I appreciate the critics who have tried to make the framework of contracts more complete, and declared their opinions in person or through letters, or by publishing them in the media.”
(Jahangiri’s letter to Zangeneh, as published on the government website)
In his critical letter, Tavakkoli had asserted that the new oil and gas contracts are in violation of Iran’s regulations, breach the country’s national sovereignty, contradict the principles of Resistance Economy, collapse the National Iran Oil Company [NIOC], promote the sale of crude oil [the Leader has repeatedly discouraged the sale of raw materials, and called for them to be refined before being sold], provide enormous interest rates for foreign companies, and bestow oilfields across the country to foreign companies at least for 7 years of excavation and 25 years of development and operation. He thus concluded that the IPC [Iran Petroleum Contract] is against the country’s national interests.
It is worth mentioning that earlier this year, Zanganeh called Tavakkoli a “sympathetic critic”.
According to a report by Press TV,IPC is replacing buyback deals. Under a buyback deal, the host government agrees to pay the contractor an agreed price for all volumes of hydrocarbons the contractor produces.
Under the IPC, however, the NIOC will set up joint ventures for crude oil and gas production with international companies, who will be paid with a share of the output.

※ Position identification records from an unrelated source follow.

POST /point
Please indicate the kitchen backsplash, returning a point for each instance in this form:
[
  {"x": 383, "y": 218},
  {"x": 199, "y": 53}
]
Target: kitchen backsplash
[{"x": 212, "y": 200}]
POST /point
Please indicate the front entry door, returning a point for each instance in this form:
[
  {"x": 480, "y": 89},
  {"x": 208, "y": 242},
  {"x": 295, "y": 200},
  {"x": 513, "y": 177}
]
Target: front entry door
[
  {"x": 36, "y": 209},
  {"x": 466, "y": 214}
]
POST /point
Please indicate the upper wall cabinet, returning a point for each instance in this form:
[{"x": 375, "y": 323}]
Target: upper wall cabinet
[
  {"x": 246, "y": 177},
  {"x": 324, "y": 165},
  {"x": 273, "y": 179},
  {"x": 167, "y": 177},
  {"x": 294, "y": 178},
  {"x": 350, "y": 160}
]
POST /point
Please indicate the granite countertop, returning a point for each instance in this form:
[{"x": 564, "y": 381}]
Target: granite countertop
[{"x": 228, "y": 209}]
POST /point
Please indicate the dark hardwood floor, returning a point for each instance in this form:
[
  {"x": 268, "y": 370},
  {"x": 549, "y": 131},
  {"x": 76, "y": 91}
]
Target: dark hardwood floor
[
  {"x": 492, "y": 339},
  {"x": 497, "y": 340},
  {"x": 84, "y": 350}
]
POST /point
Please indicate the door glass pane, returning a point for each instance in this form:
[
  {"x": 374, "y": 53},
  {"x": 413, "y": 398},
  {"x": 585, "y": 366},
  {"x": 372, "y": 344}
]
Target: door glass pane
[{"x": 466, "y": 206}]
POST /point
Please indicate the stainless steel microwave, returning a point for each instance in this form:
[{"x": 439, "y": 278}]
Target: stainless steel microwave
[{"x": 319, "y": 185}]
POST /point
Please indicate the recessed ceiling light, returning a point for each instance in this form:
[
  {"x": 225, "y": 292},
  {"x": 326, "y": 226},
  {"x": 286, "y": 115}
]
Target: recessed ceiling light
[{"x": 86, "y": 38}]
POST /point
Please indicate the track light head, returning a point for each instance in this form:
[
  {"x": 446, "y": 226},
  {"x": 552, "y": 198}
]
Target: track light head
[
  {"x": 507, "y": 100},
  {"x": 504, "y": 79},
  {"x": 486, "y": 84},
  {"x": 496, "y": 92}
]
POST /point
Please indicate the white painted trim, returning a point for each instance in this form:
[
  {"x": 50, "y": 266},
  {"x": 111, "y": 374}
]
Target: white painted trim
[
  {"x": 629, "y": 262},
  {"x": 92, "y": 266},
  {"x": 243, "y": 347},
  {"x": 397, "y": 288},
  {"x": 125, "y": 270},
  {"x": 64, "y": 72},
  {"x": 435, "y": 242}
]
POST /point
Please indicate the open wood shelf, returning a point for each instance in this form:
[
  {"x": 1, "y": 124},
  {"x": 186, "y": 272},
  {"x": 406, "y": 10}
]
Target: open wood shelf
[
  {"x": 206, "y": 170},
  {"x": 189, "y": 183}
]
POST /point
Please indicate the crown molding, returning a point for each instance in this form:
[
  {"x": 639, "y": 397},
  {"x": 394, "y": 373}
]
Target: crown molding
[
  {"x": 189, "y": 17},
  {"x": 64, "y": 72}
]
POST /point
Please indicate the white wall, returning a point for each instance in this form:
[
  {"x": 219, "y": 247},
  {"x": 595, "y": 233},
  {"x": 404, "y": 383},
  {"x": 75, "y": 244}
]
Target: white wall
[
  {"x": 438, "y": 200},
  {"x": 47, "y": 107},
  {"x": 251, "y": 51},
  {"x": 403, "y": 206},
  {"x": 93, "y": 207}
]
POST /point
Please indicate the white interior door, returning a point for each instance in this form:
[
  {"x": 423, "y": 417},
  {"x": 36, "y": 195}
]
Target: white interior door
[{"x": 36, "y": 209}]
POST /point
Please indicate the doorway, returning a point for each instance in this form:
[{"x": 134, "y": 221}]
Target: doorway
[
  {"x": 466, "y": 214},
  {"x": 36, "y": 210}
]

Under the IPC, different stages of exploration, development and production will be offered to contractors as an integrated package, with the emphasis laid on enhanced and improved recovery.
The architects of the new contract say foreign companies can no longer rush out of their contractual obligations if sanctions are ever re-imposed on Iran. Critics, however, cite numerous shortcomings which seriously hinder the new formulation.